Aujourd’hui, avec cette impatience d’enfant, cet optimisme candide qui me fait croire en Nous, je découvre ton adresse sur un de mes post-it. Fausse joie… une déception de plus ! Ce n’est toujours pas le bon moment ! Pourtant, je te sens prêt(e) à me rejoindre ! Plus que jamais ! Mais non : c’est un de tes voisins que je dois chercher. J’ai cru comprendre que tu ne l’apprécies pas, cela devrait te faire plaisir de ne plus jamais le voir ! J’aimerais tant partager cette nouvelle avec toi, te voir sourire à nouveau ! Ton sourire se fait de plus en plus rare.

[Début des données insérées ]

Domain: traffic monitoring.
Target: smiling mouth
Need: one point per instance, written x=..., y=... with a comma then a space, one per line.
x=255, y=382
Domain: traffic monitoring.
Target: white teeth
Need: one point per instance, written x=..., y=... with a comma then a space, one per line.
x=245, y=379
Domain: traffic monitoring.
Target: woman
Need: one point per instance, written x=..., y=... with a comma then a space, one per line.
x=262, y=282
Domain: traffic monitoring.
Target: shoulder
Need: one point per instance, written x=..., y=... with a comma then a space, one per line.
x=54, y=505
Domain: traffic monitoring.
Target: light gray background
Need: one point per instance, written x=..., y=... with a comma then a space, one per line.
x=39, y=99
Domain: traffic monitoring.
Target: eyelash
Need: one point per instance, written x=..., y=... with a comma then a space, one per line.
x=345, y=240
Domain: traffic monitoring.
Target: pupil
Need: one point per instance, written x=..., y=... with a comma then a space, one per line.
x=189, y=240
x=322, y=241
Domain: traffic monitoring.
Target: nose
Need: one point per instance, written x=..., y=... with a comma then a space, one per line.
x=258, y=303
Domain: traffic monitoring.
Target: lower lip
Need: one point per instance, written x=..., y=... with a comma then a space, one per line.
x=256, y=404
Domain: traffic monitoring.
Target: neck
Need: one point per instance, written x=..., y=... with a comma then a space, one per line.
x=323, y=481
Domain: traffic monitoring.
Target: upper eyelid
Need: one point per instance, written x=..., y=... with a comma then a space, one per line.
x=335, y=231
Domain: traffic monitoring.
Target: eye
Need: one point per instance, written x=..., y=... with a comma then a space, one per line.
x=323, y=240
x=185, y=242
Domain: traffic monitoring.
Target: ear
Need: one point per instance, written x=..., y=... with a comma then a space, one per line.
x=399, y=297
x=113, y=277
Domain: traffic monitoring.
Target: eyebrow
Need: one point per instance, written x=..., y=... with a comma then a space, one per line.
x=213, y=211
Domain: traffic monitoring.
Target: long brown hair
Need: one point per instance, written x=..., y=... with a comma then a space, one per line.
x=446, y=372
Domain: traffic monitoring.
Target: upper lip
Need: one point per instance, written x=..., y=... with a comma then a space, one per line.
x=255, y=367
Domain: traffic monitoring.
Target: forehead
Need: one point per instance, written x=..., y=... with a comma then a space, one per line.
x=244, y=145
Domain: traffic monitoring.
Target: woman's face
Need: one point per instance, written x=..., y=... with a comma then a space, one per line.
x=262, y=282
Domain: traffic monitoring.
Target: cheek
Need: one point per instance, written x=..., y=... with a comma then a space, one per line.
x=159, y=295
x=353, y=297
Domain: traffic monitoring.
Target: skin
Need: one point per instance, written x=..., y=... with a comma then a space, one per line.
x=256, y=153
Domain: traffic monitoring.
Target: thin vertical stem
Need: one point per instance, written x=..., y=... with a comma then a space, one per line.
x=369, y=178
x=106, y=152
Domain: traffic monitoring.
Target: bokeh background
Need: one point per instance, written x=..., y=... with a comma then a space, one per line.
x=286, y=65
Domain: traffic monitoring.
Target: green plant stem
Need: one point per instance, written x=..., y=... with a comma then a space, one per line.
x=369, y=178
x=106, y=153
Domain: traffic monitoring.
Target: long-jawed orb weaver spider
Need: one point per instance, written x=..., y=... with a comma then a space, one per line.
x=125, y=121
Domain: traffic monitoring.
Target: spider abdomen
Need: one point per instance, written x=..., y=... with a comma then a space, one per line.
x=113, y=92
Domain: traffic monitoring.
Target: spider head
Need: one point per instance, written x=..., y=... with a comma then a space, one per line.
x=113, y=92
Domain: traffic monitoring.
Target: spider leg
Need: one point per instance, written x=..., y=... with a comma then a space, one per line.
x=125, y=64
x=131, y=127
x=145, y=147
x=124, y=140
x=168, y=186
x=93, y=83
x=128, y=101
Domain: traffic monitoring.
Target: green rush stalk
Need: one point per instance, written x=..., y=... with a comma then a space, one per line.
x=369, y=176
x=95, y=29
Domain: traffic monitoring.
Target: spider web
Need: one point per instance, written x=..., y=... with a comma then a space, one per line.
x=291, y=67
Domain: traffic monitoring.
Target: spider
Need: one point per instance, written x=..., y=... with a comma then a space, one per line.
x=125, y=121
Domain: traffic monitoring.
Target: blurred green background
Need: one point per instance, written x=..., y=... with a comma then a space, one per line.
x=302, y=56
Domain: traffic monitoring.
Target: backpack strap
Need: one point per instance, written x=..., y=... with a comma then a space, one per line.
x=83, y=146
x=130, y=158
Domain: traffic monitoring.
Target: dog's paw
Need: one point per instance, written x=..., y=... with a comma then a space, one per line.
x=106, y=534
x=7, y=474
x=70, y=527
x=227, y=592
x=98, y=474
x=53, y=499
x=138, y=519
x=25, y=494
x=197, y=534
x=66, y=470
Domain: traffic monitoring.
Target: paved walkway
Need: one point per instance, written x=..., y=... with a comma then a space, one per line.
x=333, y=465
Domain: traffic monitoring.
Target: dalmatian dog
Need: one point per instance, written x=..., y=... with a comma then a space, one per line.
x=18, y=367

En attendant, je ne fais qu’obéir aux ordres, imprimés sur de vulgaires post-it et, comme toi, subir ce manque de liberté qui nous condamne à nous aimer, l’un et l’autre, chacun à notre façon. Qu’il est dur d’être aimé quand on est que l’ombre d’un homme, la main d’un mythe, un simple faucheur, parmi tant d’autres. Qu’il est dur de lire tes pensées informes, ces envies de mort avortées qui parfois te taraudent, s’immiscent en toi à mesure que la vie te brise : tu n’as qu’un geste à faire pour prendre rendez-vous, mon amour.